Além da Ponte

Sir Richard havia pedido que uma dúzia de seus homens ficassem parados na saída norte da pequena vila, para o caso de os ladrões seguirem por aquela rota. Era pouco provável, já que nos últimos meses os malfeitores se utilizavam da saída leste para escapar após sua empreitada. E exatamente nessa saída que Sir Richard, com a maior parte de seu contingente, aguardava pacientemente para confrontar os sem-vergonhas que insistiam em aterrorizar o povo indefeso da vila.

Eu, com apenas 15 anos e sonhos de me tornar um cavaleiro, era o escudeiro fiel de Sir Robert, um cavaleiro vassalo de Sir Richard. Não era tão imponente, nem o mais inteligente dos combatentes, motivo esse de ter sido ordenado ficar na saída norte, ao invés da leste onde os cavaleiros e arqueiros mais experientes estavam.

Não me entenda errado, Sir Robert é um bom cavaleiro, mas não é exatamente o exemplo que eu queria seguir quando eu for um Sir. Tem algumas falhas de caráter, as quais repudio, mas sendo eu um mero escudeiro não estou em posição de contestar e muito menos dizer-lhe o que fazer. Sir Richard, por outro lado, é incrivelmente honrado, experiente e sábio, esse é um exemplo a ser seguido de olhos fechados. Gostaria eu de estar em boa cota com este nobre, mas infelizmente ele não sabe quem sou, ainda. Como escudeiro estou presente ao lado de meu cavaleiro em todos os momentos, mas como uma sombra, passo despercebido pela maioria das pessoas.

— Traga a garrafa de vinho, John!

— Sim, Sir Robert, imediatamente — respondi o mais rápido que pude. Estava distraído, olhando para uma garça que pescava no rio a nossa frente.

Para sair da vila pelo norte, seria necessário passar por uma ponte curta que cruzava o rio. Se os ladrões realmente escolhessem essa rota, teriam que obrigatoriamente cruzar a ponte. O rio era fundo demais para passarem pela água, a não ser que o indivíduo soubesse nadar. Se, por ventura, tiverem as mesmas habilidades que eu, a ponte se torna a única alternativa.
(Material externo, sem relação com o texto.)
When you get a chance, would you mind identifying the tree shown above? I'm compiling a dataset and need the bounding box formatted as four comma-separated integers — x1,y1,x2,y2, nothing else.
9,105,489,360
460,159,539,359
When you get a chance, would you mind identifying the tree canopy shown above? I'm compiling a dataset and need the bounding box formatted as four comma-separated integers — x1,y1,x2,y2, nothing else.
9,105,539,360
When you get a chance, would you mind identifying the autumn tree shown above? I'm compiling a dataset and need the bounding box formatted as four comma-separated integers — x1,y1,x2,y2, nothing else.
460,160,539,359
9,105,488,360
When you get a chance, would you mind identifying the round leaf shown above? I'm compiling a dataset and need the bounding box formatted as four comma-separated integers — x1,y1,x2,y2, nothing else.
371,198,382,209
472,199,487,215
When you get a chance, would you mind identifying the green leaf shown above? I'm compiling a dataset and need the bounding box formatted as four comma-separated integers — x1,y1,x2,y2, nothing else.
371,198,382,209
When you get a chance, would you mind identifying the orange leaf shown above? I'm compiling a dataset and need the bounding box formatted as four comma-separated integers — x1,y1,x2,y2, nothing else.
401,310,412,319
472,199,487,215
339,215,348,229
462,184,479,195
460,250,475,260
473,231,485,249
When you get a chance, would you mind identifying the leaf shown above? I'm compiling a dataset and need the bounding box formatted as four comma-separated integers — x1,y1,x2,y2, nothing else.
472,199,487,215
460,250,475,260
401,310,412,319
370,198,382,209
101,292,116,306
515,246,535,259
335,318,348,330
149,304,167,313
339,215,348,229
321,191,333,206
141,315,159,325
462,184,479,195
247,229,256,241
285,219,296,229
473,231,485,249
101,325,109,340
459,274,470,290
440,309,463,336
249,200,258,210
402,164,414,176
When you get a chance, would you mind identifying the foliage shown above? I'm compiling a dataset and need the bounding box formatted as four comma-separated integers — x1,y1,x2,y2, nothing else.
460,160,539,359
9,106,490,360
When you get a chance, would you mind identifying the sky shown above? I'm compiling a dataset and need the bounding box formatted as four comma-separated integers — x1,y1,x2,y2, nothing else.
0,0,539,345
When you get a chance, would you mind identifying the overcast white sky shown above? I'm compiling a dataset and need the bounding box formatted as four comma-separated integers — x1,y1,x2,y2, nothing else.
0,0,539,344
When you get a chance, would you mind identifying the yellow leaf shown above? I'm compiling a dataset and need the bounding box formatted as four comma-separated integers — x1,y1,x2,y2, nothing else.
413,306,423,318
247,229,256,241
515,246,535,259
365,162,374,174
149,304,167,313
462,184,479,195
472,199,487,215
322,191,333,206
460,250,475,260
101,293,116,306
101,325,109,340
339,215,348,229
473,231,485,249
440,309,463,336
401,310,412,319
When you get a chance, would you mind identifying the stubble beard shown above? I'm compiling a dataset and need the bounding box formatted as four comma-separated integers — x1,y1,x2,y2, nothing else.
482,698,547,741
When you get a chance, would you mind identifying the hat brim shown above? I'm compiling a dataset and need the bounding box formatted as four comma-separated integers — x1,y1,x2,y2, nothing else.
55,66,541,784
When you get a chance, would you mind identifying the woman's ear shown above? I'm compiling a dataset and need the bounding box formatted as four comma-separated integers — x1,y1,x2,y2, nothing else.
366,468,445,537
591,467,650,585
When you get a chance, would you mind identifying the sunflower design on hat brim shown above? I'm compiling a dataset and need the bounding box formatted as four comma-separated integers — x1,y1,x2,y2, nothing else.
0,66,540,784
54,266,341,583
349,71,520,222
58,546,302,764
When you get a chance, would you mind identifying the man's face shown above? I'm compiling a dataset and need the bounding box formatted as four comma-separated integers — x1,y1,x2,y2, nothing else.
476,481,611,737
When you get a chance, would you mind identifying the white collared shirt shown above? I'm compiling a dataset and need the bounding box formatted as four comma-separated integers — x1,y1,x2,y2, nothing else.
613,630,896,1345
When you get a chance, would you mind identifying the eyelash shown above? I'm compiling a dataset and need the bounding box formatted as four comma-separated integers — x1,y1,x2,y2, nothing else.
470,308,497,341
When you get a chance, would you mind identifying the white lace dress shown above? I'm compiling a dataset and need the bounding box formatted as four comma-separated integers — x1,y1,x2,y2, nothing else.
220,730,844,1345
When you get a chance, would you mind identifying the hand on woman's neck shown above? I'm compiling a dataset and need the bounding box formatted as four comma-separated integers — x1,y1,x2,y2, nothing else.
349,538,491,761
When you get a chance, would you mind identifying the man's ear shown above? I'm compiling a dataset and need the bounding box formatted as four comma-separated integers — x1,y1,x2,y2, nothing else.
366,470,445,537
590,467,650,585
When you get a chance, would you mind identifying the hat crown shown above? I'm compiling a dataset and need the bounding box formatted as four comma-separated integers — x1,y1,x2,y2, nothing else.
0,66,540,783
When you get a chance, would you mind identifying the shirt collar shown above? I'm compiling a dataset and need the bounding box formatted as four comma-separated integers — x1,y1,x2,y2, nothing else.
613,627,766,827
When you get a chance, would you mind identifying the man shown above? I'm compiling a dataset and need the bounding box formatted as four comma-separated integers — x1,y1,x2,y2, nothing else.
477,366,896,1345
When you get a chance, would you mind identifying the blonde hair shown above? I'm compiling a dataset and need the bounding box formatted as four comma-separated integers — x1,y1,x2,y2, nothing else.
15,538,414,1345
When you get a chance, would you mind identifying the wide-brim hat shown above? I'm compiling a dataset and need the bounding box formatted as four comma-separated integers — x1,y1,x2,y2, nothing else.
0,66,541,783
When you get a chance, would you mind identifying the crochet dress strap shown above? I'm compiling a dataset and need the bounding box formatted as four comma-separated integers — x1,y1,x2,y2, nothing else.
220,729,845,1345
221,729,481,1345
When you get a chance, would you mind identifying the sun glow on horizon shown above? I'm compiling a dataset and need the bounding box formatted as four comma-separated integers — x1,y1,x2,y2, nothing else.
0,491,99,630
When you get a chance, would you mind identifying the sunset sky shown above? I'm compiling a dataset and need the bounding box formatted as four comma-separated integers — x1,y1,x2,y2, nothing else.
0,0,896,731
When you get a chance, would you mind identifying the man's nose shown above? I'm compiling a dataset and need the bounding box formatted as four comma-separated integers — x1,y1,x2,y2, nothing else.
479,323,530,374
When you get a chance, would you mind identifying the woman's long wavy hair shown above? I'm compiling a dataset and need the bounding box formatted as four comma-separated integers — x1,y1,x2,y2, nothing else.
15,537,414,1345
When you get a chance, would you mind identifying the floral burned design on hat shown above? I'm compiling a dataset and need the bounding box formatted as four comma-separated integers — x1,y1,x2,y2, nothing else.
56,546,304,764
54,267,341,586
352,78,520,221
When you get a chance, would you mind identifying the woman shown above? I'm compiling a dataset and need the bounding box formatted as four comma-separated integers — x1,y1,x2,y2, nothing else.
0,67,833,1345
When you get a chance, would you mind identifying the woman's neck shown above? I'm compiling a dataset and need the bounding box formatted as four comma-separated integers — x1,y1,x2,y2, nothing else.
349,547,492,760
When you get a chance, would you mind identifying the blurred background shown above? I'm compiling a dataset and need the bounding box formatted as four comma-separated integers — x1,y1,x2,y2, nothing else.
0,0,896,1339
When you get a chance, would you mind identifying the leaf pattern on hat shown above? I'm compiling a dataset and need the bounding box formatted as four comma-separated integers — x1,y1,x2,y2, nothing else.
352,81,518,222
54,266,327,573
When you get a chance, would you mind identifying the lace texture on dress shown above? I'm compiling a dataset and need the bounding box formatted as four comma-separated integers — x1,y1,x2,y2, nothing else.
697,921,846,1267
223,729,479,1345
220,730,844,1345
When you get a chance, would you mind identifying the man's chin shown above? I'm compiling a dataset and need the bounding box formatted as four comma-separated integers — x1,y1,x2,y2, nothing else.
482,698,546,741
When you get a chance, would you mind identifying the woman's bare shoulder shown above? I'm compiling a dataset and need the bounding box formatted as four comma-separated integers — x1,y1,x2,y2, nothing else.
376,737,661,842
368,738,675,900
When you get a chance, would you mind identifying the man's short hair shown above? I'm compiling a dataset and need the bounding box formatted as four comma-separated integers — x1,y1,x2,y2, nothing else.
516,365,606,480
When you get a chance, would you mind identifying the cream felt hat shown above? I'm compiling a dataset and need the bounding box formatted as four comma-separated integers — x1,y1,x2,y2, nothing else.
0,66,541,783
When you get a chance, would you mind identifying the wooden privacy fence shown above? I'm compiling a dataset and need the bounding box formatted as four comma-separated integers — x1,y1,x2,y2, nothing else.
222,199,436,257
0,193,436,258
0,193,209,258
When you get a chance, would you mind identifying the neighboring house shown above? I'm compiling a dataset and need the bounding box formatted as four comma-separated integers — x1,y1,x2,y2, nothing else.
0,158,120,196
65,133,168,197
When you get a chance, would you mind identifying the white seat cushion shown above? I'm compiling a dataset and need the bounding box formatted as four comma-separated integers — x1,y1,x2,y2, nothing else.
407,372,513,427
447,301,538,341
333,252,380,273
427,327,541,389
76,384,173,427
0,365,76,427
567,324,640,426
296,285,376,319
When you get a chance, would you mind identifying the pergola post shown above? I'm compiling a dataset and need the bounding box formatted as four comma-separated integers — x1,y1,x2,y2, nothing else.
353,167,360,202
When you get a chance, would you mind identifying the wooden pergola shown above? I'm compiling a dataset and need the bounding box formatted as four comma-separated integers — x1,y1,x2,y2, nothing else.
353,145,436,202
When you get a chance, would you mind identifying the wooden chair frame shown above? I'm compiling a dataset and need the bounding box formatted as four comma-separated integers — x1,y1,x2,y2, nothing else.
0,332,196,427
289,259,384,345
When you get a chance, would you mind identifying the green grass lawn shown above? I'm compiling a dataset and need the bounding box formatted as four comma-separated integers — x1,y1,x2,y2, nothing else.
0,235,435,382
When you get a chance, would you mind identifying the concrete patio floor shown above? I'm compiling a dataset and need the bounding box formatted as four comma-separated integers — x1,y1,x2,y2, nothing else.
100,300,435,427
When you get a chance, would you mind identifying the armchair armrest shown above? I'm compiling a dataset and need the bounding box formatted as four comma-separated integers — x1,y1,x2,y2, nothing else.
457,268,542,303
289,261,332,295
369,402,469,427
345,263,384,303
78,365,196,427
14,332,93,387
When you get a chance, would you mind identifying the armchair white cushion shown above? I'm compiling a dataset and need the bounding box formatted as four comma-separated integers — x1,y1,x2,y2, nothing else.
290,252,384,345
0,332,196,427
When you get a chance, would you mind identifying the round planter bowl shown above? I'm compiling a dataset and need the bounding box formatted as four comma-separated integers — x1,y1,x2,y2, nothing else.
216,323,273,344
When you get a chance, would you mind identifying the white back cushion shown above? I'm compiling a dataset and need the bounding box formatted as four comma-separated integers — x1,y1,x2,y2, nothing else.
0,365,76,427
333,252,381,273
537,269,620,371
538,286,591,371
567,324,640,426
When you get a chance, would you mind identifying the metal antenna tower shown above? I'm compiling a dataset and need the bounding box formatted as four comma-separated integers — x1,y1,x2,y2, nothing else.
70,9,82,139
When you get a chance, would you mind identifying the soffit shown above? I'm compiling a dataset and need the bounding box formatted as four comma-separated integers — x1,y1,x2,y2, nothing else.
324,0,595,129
Sir Robert nos posicionou perto de algumas árvores que ficavam perto da ponte. A ideia era que os ladrões não colocassem olhos no grupo até que fosse tarde demais para voltar. Se o embate começasse, um outro escudeiro, de nome Jean, deveria correr e avisar Sir Richard para que flanqueassem os ladrões e dessem cabo de uma vez por todas nesse bando infeliz. Se eles saíssem pelo leste, entretanto, isso não seria necessário, já que as forças que ali estavam eram absurdamente superiores aos vinte homens que Sir Richard colocou no norte.

Em suma, éramos o plano B. E Sir Robert sentia-se diminuído por isso e vinha me tratando mal desde então.

— Para que está afiando isso, menino? — interrompeu-me ele quando me viu afiando sua adaga.

— Sua espada está com o fio perfeito, milorde, mas esta adaga pouco fará se os inimigos por aqui vierem.

Ele riu.

— Não vamos ver ação alguma hoje, John! O velho vai resolver tudo do lado leste e levar toda a glória por ter salvo essa triste vila de pobretões — disse ele, arremessando um galho para longe com raiva.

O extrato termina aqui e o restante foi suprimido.